The violence itself is pretty graphic: throat cuts, shotgun blasts, hammer blows and a decapitation by axe being the highlights (or lowlights depending on your point of view), but the child murder and what looks by the aftermath like the sadistic murder of a jogger both appear off-screen. Though the opening scene (a disturbing nightmare sequence hinting at George’s dark secret), the film’s tense climax and George’s childhood axe attack are eye-catching and well constructed the hardened gore hound is likely to feel pretty short changed on the shock front considering the film’s reputation. To its credit though, where a lot of ‘nasties’ and horror movies revel in their over the top bloodbaths, there is a realistic unpleasantness to the violence on show, in keeping with the film’s overall atmosphere much like the later and effortlessly more disturbing Henry: Portrait of a Serial Killer.

The Trivia
  • Although Tom Savini was credited as being responsible for Nightmares special effects he later stated that he merely offered brief advice when visiting the set.

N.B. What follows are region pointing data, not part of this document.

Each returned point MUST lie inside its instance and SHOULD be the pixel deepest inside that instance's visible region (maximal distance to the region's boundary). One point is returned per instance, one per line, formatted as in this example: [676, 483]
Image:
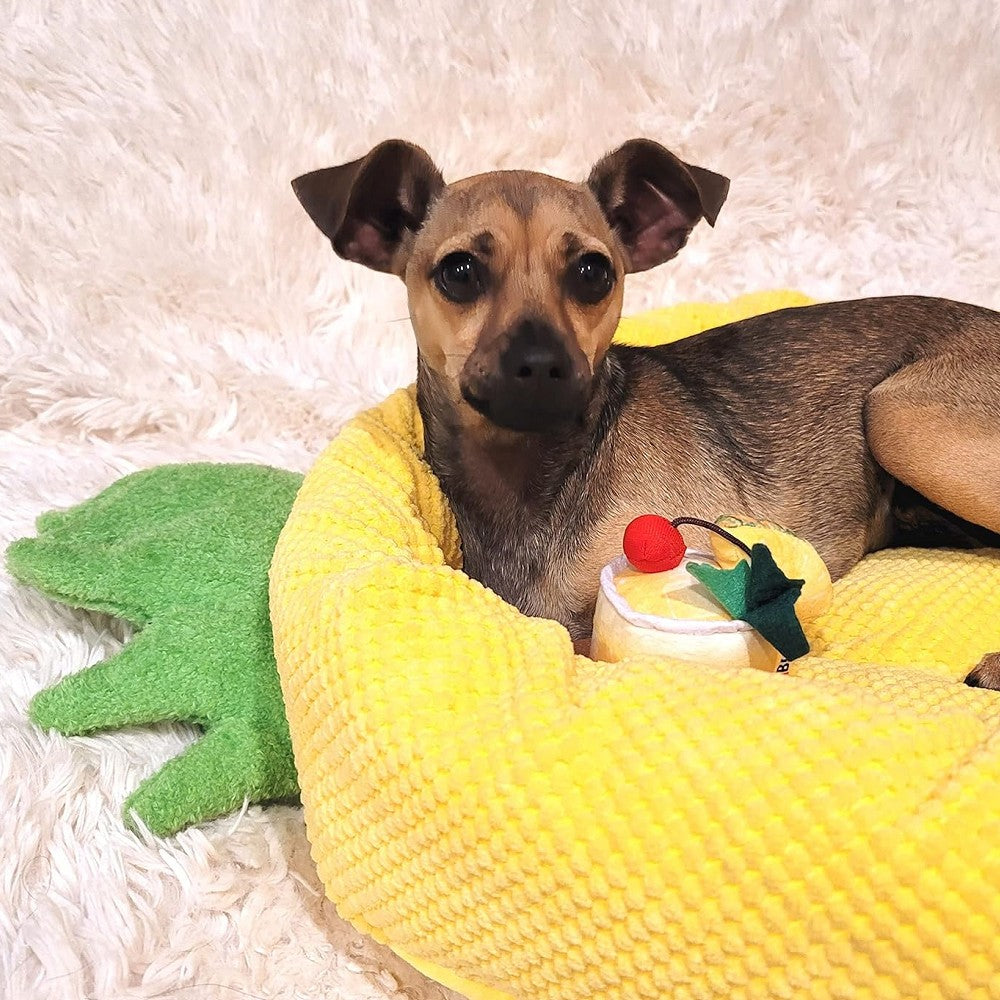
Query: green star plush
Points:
[759, 593]
[181, 552]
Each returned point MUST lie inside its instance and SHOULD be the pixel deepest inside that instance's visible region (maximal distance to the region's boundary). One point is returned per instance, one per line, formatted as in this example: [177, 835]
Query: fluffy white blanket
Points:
[163, 298]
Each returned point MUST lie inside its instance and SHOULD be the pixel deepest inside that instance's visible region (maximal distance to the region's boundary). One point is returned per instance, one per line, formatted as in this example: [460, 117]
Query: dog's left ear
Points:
[653, 200]
[370, 208]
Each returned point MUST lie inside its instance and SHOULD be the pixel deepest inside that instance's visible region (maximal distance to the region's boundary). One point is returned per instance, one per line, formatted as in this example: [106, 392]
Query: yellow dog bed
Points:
[521, 822]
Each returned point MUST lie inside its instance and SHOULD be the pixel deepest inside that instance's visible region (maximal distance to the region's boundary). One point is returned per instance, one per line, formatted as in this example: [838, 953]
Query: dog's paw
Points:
[987, 673]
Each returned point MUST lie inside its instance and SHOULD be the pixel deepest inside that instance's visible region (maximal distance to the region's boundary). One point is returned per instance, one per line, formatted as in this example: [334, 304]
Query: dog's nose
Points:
[535, 357]
[537, 384]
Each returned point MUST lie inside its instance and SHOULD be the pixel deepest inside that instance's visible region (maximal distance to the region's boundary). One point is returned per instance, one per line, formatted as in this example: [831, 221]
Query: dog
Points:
[857, 424]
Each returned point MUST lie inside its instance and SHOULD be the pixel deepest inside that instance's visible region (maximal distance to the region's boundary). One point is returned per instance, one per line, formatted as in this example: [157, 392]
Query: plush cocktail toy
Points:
[742, 604]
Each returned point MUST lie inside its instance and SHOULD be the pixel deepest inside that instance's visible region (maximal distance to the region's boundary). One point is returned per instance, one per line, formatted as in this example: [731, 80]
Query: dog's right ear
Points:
[371, 208]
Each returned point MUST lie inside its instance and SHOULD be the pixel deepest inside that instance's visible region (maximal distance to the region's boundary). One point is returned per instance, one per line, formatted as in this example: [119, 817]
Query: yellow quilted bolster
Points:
[521, 822]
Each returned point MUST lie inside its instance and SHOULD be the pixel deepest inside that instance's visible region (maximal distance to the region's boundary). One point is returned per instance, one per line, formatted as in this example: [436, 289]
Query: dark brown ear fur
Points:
[370, 208]
[653, 200]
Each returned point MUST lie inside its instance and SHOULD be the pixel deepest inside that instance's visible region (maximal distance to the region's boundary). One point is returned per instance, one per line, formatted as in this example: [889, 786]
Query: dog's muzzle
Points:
[535, 385]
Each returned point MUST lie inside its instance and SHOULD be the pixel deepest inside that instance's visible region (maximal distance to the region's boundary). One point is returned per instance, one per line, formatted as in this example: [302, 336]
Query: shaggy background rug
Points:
[163, 298]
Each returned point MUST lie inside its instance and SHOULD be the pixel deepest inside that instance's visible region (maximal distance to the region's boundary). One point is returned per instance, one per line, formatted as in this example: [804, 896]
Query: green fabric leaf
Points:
[759, 593]
[182, 552]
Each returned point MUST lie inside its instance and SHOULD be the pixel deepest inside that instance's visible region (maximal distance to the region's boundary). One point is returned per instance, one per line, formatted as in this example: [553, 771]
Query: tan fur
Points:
[854, 424]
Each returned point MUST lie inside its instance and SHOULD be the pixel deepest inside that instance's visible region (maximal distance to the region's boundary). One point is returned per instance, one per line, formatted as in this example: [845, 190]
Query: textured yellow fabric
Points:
[525, 823]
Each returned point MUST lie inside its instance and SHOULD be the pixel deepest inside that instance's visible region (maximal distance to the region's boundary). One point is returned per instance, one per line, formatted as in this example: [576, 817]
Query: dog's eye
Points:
[590, 278]
[459, 277]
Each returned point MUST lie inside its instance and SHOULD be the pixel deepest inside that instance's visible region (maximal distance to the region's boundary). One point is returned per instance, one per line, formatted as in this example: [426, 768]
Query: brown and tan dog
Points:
[856, 424]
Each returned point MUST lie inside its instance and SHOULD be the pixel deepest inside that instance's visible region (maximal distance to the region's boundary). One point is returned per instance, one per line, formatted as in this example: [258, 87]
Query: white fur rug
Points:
[163, 298]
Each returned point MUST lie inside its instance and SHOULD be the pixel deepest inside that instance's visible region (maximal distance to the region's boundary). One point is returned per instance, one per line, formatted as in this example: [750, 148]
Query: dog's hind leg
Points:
[935, 426]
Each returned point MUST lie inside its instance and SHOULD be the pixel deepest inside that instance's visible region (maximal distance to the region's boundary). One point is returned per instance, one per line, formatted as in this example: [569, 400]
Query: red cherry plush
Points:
[652, 544]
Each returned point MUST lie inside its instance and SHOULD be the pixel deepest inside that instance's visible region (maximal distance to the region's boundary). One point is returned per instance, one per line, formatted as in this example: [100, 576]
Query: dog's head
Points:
[514, 278]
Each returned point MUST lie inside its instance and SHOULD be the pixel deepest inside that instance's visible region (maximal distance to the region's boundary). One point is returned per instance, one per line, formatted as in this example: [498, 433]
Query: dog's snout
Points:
[538, 382]
[536, 355]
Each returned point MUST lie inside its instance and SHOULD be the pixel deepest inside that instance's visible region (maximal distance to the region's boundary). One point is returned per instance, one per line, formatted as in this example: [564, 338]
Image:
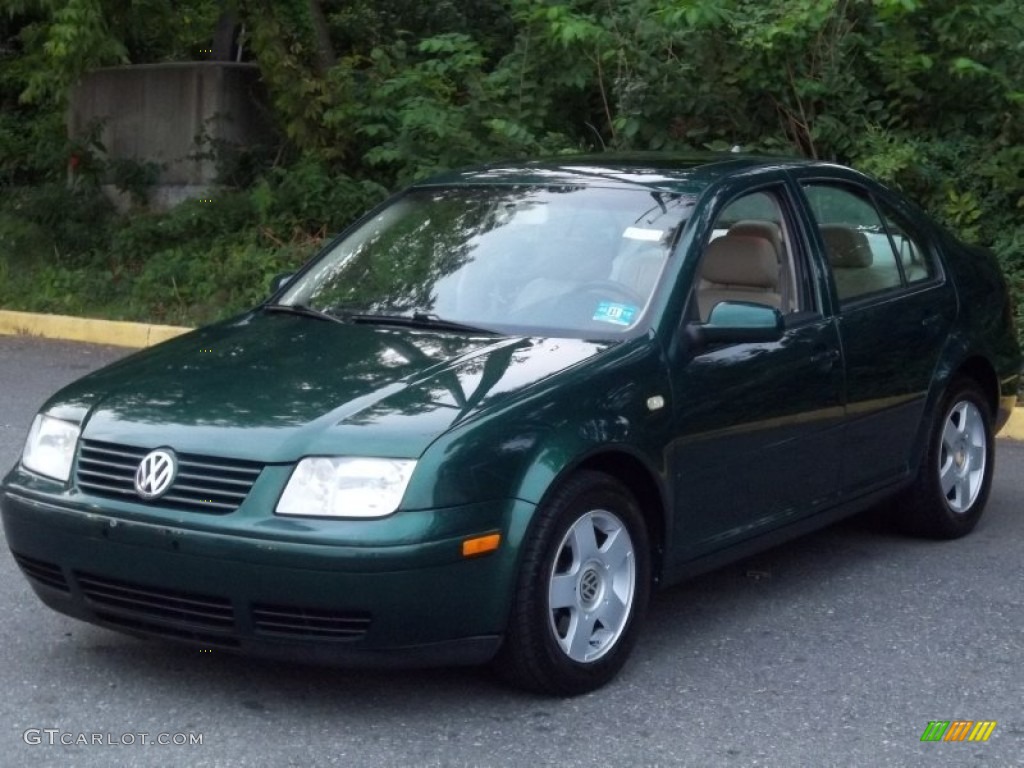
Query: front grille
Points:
[109, 597]
[202, 484]
[44, 572]
[312, 624]
[129, 624]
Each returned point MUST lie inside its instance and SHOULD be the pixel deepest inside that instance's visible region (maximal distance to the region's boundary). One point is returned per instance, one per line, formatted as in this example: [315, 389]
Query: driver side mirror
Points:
[736, 323]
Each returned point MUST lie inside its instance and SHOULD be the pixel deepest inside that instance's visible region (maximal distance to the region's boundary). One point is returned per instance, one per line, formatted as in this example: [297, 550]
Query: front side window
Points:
[750, 257]
[566, 259]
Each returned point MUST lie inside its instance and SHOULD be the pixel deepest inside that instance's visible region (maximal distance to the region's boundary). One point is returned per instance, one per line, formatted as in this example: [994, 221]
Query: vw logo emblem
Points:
[155, 474]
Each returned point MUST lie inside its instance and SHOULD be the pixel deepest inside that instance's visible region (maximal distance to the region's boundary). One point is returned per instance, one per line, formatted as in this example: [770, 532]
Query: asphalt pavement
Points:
[837, 649]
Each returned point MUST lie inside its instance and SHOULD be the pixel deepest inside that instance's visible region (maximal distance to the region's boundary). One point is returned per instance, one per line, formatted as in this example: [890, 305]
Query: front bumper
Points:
[413, 602]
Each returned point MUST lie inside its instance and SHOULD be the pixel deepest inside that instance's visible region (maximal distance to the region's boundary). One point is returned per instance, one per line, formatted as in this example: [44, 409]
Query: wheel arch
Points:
[981, 371]
[642, 483]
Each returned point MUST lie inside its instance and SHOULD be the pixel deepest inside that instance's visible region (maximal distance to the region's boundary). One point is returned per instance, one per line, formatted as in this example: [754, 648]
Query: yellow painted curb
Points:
[89, 330]
[1014, 428]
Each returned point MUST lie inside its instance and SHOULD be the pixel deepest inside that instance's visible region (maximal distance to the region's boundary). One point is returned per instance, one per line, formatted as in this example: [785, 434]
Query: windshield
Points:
[583, 261]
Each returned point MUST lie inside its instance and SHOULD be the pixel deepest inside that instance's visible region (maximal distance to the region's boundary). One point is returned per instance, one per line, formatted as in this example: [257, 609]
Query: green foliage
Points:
[371, 94]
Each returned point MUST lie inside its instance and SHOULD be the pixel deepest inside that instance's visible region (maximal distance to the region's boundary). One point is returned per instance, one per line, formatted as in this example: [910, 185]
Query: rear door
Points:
[894, 310]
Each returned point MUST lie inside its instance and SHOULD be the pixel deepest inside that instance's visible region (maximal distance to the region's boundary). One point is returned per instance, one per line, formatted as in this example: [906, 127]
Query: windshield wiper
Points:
[302, 309]
[418, 320]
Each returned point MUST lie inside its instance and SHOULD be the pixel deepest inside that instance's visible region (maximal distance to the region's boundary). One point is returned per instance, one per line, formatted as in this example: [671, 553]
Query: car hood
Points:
[275, 387]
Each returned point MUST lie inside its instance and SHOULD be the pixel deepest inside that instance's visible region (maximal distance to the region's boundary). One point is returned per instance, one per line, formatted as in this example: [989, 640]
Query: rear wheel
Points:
[582, 591]
[949, 495]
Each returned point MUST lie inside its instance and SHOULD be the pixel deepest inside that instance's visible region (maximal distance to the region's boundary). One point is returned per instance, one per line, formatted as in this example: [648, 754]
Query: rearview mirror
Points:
[737, 323]
[280, 281]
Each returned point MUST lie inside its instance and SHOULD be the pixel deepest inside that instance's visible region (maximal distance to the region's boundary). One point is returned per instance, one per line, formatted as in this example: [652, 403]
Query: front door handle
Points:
[825, 358]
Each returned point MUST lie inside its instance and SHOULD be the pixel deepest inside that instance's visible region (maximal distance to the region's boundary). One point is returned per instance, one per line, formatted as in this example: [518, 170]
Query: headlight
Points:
[50, 448]
[346, 487]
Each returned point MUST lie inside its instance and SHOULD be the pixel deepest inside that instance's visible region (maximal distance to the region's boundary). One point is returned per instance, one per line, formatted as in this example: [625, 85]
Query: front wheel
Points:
[949, 495]
[582, 592]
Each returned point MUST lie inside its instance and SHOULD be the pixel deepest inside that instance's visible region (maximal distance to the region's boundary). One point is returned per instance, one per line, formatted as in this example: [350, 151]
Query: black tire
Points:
[582, 591]
[951, 488]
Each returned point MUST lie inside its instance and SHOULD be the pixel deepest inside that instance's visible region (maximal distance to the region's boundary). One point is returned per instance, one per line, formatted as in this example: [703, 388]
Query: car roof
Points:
[686, 173]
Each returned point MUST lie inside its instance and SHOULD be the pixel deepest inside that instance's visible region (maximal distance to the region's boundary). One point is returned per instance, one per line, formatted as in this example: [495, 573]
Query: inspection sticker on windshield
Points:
[619, 314]
[640, 232]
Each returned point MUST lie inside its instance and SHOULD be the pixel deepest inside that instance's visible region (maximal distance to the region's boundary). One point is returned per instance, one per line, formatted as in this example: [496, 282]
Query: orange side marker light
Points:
[480, 545]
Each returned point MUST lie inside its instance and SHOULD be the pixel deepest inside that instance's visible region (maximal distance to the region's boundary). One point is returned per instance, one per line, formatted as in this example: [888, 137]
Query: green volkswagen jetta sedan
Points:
[484, 422]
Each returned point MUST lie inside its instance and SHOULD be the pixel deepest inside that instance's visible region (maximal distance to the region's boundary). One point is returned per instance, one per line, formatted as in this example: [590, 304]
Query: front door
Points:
[759, 426]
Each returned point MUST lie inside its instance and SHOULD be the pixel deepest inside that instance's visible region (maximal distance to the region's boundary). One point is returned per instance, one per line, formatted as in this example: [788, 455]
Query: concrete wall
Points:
[154, 113]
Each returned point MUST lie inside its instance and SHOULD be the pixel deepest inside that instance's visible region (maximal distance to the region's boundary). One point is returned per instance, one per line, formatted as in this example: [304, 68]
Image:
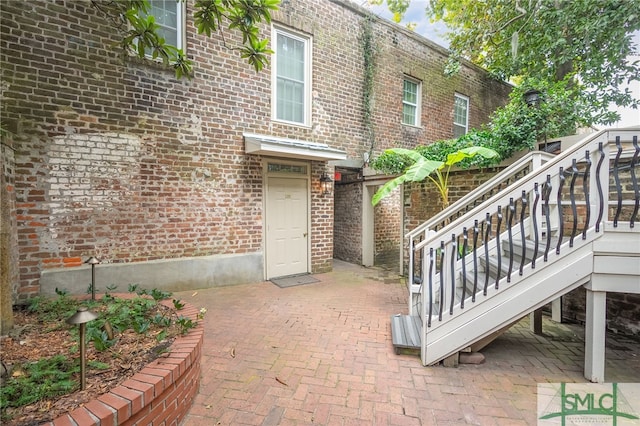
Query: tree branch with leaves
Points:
[140, 32]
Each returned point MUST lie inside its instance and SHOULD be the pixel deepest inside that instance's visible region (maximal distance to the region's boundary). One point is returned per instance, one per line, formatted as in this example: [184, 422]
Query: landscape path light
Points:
[82, 317]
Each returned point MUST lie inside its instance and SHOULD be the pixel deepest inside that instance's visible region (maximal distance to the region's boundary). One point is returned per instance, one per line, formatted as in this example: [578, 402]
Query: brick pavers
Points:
[321, 354]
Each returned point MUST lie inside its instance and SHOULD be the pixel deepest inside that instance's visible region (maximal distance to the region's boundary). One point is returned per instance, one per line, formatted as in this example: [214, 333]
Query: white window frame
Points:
[417, 105]
[307, 40]
[458, 125]
[181, 33]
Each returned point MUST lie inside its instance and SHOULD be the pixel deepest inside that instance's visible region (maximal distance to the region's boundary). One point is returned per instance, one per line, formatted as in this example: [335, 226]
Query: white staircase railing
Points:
[480, 264]
[512, 173]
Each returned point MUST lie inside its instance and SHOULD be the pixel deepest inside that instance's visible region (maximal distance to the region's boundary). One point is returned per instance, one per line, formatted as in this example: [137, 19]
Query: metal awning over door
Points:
[290, 148]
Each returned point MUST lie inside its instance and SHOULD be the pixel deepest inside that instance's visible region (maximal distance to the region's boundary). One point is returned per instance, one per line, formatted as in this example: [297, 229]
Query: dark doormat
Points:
[294, 280]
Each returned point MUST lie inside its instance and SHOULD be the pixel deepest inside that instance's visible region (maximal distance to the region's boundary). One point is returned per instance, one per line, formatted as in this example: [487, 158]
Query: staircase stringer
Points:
[506, 306]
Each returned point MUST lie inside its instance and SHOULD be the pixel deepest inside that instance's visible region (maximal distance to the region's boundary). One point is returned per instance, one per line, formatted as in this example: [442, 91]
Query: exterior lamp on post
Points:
[325, 183]
[93, 261]
[82, 317]
[532, 97]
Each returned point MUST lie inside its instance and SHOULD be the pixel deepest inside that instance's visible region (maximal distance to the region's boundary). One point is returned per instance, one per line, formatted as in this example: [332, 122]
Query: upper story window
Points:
[411, 95]
[170, 16]
[291, 77]
[460, 115]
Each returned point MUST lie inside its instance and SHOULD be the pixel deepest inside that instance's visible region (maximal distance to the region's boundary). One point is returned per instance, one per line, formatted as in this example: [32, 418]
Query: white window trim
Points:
[466, 124]
[307, 39]
[418, 104]
[181, 29]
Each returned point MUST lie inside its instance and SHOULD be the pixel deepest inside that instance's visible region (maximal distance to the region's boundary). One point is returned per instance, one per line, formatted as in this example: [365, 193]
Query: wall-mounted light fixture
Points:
[93, 261]
[532, 97]
[82, 317]
[325, 183]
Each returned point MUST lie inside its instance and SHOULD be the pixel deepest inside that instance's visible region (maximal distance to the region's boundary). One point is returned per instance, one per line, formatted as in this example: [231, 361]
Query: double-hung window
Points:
[291, 64]
[170, 16]
[411, 96]
[460, 115]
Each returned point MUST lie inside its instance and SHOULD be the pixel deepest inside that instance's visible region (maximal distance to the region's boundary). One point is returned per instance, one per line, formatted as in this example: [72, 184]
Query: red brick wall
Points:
[347, 231]
[124, 162]
[161, 393]
[387, 230]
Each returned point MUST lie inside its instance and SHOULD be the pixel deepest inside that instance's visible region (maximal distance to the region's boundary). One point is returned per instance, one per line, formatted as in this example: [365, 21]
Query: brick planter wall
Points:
[161, 393]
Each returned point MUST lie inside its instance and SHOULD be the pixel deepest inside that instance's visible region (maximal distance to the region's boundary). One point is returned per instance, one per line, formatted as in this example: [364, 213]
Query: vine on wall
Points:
[369, 51]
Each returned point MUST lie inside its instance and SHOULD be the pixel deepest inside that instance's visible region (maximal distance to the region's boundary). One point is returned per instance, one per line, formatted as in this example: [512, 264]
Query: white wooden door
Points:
[287, 226]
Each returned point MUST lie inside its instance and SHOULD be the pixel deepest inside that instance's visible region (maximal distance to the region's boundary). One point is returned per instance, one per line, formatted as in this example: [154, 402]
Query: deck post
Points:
[595, 328]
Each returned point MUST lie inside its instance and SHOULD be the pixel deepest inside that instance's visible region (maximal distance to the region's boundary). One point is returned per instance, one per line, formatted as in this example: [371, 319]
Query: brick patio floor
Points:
[321, 354]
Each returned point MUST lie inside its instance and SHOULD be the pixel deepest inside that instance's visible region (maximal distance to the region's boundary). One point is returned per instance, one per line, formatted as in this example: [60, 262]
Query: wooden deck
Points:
[405, 332]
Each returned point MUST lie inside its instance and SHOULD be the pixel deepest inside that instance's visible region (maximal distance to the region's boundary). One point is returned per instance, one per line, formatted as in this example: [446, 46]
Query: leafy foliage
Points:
[436, 171]
[583, 44]
[50, 377]
[32, 382]
[140, 32]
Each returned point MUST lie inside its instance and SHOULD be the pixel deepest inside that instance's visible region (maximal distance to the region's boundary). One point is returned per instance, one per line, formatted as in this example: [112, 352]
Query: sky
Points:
[416, 13]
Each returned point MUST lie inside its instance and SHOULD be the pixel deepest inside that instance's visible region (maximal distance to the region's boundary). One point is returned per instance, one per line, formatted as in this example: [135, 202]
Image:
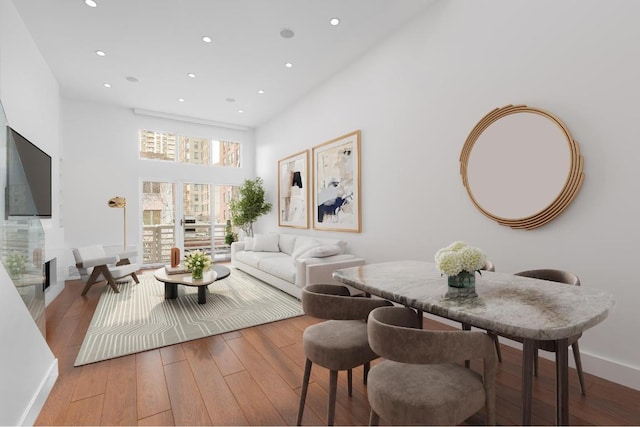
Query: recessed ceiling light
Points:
[286, 33]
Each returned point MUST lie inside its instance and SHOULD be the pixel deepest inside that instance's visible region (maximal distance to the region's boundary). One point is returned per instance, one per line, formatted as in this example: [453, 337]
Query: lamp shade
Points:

  • Nightmares British distributor, David Hamilton Grant organised a ‘guess the weight of the brain’ competition to publicise the film’s release.

  • Hamilton Grant was subsequently jailed for six months for releasing a version of Nightmares that was sixty seconds longer than the BBFC approved cut.

  • The Conclusion
    Nightmares in a Damaged Brain is a minor cult addition to the horror cycle when compared to classics such as The Texas Chain Saw Massacre or Dawn of the Dead but it is a perfect time capsule of the themes, looks and styles of horror/exploitation genre film-making in the late 70s and early 80s that, helped by the home VHS market taking off, created such a media furore and Governmental panic resulting in the now infamous list of banned films. Ironically, many of those movies would have slipped away into obscurity had it not been for the unprecedented publicity given to them by the very authorities desperate to suppress their distribution.